April sees continued shrinking of service sector

Yuan Luhang
The Caixin/Markit services PMI reads 44.4 for April, a slight improvement from March but is still well below historic averages as the pandemic weighs on the sector.
Yuan Luhang

China’s service sector remained in contraction territory as job losses expanded and exports declined in April after March’s improvement, a private survey showed on Thursday.

The Caixin/Markit services Purchasing Managers’ Index (PMI) firmed up to 44.4 in April from 43.0 in March, but remained far below historic levels, signaling continued downward pressure on the sector.

A reading above 50 indicates expansion while a reading below 50 means contraction on a monthly basis.
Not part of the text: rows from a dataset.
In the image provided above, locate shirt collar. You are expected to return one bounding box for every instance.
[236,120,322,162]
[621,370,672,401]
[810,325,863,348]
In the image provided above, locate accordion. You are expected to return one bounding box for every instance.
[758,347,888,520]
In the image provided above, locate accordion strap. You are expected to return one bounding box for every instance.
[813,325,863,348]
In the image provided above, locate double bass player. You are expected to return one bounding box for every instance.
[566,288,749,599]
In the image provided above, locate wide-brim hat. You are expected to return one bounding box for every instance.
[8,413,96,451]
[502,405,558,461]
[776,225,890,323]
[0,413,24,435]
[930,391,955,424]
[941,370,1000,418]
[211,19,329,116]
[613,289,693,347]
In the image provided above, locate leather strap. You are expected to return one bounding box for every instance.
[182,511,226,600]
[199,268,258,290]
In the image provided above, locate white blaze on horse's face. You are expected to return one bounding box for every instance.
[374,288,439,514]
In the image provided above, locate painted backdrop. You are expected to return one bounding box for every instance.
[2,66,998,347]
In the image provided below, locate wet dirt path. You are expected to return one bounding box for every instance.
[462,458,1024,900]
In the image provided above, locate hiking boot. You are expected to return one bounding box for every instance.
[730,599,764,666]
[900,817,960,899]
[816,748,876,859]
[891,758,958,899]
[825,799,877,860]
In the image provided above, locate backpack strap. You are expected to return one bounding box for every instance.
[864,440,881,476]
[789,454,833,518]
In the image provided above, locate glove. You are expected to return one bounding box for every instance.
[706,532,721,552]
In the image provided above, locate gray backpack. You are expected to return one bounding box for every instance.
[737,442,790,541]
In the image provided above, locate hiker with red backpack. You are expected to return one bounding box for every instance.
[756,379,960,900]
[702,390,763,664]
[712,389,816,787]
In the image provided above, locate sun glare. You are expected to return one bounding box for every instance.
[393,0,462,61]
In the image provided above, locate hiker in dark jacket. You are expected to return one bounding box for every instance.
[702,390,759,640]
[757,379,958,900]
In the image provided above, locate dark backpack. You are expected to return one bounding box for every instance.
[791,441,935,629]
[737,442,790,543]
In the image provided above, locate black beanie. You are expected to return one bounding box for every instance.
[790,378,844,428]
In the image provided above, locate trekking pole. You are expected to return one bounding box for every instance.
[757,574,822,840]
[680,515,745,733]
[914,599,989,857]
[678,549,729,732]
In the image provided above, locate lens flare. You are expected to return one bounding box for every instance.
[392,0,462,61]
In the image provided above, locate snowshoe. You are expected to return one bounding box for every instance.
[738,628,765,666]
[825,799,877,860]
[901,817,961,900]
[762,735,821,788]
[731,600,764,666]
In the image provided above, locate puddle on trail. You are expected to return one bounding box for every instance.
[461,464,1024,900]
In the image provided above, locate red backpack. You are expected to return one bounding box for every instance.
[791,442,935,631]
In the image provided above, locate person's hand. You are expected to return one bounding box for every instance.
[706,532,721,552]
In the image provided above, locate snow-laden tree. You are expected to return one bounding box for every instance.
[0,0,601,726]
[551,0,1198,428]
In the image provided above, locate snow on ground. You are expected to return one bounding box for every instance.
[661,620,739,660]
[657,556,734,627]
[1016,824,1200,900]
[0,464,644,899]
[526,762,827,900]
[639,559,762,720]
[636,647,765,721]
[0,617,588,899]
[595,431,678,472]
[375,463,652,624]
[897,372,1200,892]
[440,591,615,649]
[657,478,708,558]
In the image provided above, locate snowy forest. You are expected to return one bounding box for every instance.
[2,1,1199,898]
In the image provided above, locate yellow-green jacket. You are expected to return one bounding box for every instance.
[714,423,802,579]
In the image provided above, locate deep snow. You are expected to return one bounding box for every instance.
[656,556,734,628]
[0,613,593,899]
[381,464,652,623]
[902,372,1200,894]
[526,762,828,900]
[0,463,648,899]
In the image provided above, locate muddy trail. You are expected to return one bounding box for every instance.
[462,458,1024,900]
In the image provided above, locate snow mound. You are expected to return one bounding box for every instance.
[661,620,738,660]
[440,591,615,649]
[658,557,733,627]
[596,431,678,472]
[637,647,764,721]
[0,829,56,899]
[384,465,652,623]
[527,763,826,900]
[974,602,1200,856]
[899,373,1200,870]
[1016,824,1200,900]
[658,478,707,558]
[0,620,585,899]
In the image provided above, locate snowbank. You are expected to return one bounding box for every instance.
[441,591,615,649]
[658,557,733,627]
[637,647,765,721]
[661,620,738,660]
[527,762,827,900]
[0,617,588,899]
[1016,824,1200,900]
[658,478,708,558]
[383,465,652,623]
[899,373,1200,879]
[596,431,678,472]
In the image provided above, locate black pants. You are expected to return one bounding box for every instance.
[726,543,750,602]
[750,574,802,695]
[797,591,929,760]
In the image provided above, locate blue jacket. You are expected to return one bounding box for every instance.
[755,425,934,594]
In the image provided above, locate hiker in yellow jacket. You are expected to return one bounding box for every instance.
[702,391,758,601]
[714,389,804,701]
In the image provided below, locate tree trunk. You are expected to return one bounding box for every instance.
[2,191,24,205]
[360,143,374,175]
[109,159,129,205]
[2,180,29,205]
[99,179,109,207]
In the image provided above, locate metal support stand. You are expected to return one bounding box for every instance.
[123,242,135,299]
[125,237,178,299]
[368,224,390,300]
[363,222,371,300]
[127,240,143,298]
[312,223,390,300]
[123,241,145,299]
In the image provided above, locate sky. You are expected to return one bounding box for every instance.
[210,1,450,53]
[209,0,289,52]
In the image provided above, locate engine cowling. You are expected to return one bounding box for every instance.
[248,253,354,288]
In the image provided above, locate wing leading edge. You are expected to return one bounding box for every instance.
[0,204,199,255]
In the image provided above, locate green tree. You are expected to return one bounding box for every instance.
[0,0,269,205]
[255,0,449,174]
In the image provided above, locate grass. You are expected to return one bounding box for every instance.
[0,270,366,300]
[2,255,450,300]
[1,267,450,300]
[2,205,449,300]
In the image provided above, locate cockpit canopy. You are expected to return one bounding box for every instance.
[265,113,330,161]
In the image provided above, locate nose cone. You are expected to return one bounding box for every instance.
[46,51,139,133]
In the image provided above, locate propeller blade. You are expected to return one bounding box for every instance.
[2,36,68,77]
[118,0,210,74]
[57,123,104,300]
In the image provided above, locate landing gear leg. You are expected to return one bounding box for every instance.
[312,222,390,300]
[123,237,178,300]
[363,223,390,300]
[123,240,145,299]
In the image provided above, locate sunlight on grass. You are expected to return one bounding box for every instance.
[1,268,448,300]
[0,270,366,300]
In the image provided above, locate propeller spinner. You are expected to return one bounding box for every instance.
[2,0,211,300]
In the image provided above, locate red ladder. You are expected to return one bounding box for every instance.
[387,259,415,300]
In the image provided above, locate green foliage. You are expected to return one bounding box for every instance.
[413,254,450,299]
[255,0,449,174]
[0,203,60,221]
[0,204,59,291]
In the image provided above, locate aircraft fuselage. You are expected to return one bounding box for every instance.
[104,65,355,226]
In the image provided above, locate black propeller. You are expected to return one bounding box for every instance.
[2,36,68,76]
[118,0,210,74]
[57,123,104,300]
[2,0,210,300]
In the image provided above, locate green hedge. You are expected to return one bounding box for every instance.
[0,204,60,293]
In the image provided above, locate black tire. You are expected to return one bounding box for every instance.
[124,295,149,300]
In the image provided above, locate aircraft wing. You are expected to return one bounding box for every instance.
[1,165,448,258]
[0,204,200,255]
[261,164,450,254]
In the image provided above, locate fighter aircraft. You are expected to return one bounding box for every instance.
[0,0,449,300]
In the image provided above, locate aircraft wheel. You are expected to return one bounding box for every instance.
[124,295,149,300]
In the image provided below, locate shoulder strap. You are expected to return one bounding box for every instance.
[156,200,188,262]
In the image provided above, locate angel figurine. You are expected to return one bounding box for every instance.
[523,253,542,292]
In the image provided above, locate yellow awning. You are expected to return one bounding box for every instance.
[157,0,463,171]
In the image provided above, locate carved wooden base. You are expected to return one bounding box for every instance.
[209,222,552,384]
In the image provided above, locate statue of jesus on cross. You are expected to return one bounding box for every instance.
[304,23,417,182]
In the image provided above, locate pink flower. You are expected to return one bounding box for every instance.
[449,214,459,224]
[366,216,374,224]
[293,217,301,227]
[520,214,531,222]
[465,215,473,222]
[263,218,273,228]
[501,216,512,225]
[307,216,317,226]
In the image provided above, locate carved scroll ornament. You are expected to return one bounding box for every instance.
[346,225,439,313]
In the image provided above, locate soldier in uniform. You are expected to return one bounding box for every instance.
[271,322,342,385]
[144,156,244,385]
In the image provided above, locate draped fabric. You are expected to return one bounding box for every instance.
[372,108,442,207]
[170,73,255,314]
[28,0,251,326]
The private survey focuses more on small and export-oriented companies in China. 

“The service sector was burdened by further shrinking overseas demands with the global spread of the pandemic,” said Zhong Zhengsheng, director of macroeconomic analysis at CEBM Group.

New export orders plunged in April after improvement in March, only marginally better than February’s collapse. 

Zhong said: “March’s rebound in exports was mainly due to delayed deliveries of overseas orders before the Lunar New Year Holiday, which was unsustainable.”

“More tax and fee cuts are needed to support the service sector,” Zhong said. “The chain effect of external demand on incomes, consumption and investment was set into motion, which calls for urgent and more comprehensive stimulus measures to offset it, including relief for enterprises, accelerating investment, promoting consumption and ensuring employment.”

Despite the recent gloom, service companies’ confidence ran high with costs eased by reduced payrolls and slumping oil prices. It was also boosted by expectations about future domestic consumption.